One member of the expedition, lawyer, and diplomat James MacGregor Byrne ’31, praised Morison in his chronicle of the journey, writing that despite the war, shipwrecks, and other tribulations along the journey, Morison “kept the Capitana on schedule.”
“Through his superb leadership the Harvard Columbus Expedition never wavered in its serious professional objectives and was brought to a successful and harmonious conclusion,” he added.
Morison’s academic adventures didn’t end with this voyage. Beyond “Admiral of the Ocean Sea,” Morison wrote a biography of Columbus in 1954 titled “Christopher Columbus, Mariner.” In writing his book, he upheld Columbus as a sailor with skill and glossed over the horrors of colonialism. Genocide and enslavement are briefly mentioned in the book, but the focus remained on Columbus’s skill as a navigator, polishing his legacy as a seaman over his contributions to colonialism.

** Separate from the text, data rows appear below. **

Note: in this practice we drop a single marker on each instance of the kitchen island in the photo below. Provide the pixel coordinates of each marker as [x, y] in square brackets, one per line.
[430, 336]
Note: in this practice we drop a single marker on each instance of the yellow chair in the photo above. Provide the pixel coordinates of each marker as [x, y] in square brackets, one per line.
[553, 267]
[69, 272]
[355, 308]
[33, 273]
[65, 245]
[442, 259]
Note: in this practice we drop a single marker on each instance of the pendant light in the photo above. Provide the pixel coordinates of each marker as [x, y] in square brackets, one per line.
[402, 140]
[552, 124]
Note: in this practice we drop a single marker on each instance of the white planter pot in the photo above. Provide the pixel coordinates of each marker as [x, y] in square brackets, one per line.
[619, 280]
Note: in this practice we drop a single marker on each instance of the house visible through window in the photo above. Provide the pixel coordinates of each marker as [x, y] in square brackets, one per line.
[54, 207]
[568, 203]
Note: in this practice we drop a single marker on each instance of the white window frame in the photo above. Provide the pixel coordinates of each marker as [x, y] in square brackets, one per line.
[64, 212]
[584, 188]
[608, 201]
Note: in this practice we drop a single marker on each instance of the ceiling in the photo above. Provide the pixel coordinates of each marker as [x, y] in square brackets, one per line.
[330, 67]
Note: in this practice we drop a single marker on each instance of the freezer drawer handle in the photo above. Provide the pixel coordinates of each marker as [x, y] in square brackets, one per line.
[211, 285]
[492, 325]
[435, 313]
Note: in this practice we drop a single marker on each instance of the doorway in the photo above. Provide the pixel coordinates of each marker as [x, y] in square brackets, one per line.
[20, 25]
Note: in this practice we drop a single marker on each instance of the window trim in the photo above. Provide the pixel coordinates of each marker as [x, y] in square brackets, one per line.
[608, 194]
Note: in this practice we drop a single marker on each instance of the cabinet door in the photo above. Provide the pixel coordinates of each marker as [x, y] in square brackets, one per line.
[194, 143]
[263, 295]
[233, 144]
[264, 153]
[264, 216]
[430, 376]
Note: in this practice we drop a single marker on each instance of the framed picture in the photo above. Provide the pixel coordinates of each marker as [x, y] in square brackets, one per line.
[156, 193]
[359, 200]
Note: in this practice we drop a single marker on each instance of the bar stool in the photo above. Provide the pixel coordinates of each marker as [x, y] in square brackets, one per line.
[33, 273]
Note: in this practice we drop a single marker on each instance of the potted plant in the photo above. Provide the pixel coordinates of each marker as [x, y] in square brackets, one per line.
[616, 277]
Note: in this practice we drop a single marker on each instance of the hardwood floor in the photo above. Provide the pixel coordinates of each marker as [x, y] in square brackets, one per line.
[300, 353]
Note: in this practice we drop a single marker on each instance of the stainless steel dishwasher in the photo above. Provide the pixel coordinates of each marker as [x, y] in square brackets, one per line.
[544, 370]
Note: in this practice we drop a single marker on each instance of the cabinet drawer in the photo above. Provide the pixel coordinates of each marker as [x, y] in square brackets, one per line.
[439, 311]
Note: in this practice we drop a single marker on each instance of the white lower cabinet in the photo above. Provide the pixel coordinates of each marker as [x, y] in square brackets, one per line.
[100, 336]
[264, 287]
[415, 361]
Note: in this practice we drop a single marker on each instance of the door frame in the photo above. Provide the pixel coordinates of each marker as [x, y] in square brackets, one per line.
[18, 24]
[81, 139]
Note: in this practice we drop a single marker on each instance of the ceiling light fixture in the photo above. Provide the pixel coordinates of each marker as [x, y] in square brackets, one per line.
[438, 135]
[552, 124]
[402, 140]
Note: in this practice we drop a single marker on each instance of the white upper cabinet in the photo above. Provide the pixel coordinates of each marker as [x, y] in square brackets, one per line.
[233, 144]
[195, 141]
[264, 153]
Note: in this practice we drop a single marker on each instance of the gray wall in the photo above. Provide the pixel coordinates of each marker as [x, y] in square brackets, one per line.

Morison would go on to win a second Pulitzer in 1960 for his biography of John Paul Jones, another sailor, and receive the Presidential Medal of Freedom in 1964. He continued to teach at Harvard until 1955.
The Harvard Columbus Expedition is the stuff of legends — a legend that Morison created himself, mythologizing the voyage he took to relive the life of a man he glorified.